Morandi, allora, continua a fare quello che ha sempre fatto: racconta chi gli è vicino e conosce bene ma questa volta lo sguardo è insistente quanto privo di preconcetti.
Le fotografie scandiscono proprio il cambiamento del corpo, da quello di un bambino (ritratto con un amico) poi il servizio militare (attraverso l’ istantanea che gli scatta un commilitone) e il ritorno ad una vita che non lo soddisfa, il lavoro da muratore, il corpo che prende un’ evidenza statuaria, e il fotografo che non si vergogna di mostrarne la bellezza come le contraddizioni,; e poi la vita di tutti i giorni, la pesca, una intensa sequenza a casa, la discoteca, ed infine proprio l’ ultima cosa che resta, il corpo nudo, con l’ inquadratura che si ferma appena sopra il sesso e scatena altri dibattiti, altre polemiche.

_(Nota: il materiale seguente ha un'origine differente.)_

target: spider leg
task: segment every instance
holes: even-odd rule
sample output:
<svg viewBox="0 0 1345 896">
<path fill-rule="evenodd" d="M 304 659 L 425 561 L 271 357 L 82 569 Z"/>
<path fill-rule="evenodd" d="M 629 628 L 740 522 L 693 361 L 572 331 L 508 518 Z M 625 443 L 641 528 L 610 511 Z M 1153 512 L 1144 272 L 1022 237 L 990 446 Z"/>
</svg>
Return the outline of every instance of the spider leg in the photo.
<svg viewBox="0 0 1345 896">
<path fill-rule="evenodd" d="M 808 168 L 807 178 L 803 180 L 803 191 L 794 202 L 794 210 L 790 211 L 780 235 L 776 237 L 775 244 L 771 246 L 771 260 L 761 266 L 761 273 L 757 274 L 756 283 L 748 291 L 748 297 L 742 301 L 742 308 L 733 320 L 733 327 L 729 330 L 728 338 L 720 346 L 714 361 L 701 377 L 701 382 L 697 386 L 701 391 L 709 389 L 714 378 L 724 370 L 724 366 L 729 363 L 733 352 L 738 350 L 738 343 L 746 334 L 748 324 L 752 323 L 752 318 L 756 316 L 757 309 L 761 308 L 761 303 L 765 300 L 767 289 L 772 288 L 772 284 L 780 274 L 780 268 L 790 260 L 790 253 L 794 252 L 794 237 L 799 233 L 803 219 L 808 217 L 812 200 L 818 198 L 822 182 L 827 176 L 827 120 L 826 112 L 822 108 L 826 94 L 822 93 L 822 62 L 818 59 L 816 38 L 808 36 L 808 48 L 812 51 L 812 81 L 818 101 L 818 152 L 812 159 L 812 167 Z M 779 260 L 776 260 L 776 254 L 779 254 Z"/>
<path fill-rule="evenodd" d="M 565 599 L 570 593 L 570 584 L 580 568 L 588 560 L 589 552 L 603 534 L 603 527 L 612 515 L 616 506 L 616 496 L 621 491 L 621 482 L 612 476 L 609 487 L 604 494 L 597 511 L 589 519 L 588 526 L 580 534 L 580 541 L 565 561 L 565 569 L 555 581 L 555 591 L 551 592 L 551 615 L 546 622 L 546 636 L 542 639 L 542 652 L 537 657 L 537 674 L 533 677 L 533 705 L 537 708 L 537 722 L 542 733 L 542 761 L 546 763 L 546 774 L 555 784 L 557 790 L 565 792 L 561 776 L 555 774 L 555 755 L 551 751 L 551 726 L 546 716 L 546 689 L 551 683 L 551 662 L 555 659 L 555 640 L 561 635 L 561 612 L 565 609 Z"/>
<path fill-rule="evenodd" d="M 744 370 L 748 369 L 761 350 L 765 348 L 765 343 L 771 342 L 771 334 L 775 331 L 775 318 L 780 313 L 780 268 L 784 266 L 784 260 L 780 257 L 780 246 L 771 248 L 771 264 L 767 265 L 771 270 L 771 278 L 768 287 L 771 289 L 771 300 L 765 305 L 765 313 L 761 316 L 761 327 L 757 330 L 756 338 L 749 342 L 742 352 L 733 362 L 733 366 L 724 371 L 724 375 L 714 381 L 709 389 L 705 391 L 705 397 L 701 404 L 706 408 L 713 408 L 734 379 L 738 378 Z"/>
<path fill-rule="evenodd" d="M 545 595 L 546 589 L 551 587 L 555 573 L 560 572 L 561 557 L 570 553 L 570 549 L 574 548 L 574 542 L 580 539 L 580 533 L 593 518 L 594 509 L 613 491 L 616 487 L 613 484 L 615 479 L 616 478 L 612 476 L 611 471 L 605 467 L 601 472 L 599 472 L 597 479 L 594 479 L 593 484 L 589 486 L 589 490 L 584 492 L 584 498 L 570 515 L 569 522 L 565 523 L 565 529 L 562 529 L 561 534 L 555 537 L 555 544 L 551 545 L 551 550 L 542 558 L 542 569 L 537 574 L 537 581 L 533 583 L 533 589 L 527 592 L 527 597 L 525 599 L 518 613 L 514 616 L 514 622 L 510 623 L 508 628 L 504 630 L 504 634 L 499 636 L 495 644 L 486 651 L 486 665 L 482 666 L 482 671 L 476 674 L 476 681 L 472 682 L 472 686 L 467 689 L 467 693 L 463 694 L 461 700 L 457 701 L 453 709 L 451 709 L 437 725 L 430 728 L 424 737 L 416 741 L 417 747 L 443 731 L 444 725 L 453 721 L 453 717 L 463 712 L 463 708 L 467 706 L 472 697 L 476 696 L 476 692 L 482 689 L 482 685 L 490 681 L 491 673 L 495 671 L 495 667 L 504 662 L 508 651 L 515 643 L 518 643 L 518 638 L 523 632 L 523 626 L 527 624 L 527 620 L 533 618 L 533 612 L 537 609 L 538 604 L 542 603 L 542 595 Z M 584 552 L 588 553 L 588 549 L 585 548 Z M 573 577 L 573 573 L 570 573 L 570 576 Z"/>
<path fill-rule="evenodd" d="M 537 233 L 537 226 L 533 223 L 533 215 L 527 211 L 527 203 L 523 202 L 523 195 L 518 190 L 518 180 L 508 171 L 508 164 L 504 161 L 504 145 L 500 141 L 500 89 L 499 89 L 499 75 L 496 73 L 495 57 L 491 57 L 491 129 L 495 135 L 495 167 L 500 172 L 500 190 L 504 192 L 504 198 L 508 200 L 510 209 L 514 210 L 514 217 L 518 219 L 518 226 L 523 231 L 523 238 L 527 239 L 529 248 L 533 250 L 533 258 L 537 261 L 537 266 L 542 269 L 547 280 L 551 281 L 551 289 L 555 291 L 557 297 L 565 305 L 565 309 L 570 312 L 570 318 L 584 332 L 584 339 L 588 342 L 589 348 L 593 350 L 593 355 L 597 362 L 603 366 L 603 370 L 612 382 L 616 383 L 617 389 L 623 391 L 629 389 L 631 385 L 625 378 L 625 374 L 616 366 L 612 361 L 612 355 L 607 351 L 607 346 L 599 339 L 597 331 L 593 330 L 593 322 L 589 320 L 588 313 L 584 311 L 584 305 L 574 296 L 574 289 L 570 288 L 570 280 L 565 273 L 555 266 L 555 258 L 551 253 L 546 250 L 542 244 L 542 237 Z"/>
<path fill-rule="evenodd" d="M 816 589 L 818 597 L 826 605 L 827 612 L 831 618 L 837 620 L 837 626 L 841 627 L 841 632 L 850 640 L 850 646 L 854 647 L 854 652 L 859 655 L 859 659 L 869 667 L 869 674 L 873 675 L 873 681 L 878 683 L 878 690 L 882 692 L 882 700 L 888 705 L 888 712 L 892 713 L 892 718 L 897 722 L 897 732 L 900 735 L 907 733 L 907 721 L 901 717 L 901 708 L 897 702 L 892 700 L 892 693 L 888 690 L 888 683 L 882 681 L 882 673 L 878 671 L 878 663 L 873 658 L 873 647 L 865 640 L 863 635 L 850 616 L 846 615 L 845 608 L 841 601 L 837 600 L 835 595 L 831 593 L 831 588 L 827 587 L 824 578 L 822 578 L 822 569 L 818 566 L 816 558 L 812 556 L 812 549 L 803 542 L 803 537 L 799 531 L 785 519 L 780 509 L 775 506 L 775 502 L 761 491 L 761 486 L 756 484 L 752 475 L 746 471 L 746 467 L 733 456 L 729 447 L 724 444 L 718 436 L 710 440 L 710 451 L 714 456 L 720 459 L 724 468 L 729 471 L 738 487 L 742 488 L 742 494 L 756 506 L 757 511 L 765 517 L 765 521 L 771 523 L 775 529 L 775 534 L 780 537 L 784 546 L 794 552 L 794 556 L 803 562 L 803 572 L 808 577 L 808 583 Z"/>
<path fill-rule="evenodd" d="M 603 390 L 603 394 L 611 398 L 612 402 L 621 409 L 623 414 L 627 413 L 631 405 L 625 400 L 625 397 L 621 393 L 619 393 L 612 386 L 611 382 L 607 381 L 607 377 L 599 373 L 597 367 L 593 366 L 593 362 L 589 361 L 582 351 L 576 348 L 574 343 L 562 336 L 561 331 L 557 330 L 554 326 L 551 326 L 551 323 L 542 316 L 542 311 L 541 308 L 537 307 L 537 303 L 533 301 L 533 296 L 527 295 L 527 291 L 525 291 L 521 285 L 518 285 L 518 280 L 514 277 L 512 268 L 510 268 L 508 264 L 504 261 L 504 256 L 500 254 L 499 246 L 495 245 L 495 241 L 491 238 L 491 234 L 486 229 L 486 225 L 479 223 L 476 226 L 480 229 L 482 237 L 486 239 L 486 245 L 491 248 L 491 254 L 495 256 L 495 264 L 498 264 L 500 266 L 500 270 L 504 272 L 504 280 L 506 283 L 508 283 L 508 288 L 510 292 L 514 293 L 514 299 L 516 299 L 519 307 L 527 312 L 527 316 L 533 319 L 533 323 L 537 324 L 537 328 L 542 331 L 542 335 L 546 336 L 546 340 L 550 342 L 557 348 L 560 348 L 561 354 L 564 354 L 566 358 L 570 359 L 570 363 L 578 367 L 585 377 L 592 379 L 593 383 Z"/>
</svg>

In fondo in queste foto non accade nulla se non lo svolgersi del vivere quotidiano, ma il mostrarlo appare volta per volta impudico, sfrontato, qualunquista, compiaciuto, voyeurista. Teniamo presente che quando la mostra è esposta, quando la Libreria Ponchielli di Cremona ne pubblica il libro (con le foto, una lunga dichiarazione di Giuseppe Puerari accreditato come coautore, una densa intervista di Morandi con Peter Kammerer) la Biennale d’ Arte di Venezia ha proprio –Il corpo- come tema, e contributi come quelli sul rapporto tra fotografia, corporeità, bellezza e impegno politico di Peter Berger , Rosalind Krauss, David Lévi Strauss sono ancora inediti o praticamente sconoscuiti.
Le successive serie di Morandi (da Uomini Terra Lavoro a La mia Africa, e il film I colori della bassa, in lavorazione) continueranno a scorrere storie collettive, e questo capitolo, questo affondo in una vicenda solo apparentemente privata, resterà isolato, ma solo in apparenza: Morandi ha dichiarato una volta per tutte che raccontare un mondo che cambia non può essere solo nostalgia di valori perduti e narrazione di condizioni scomparse. Guardare negli occhi il presente, senza pregiudizi e mettendovisi in gioco, ne è condizione indispensabile.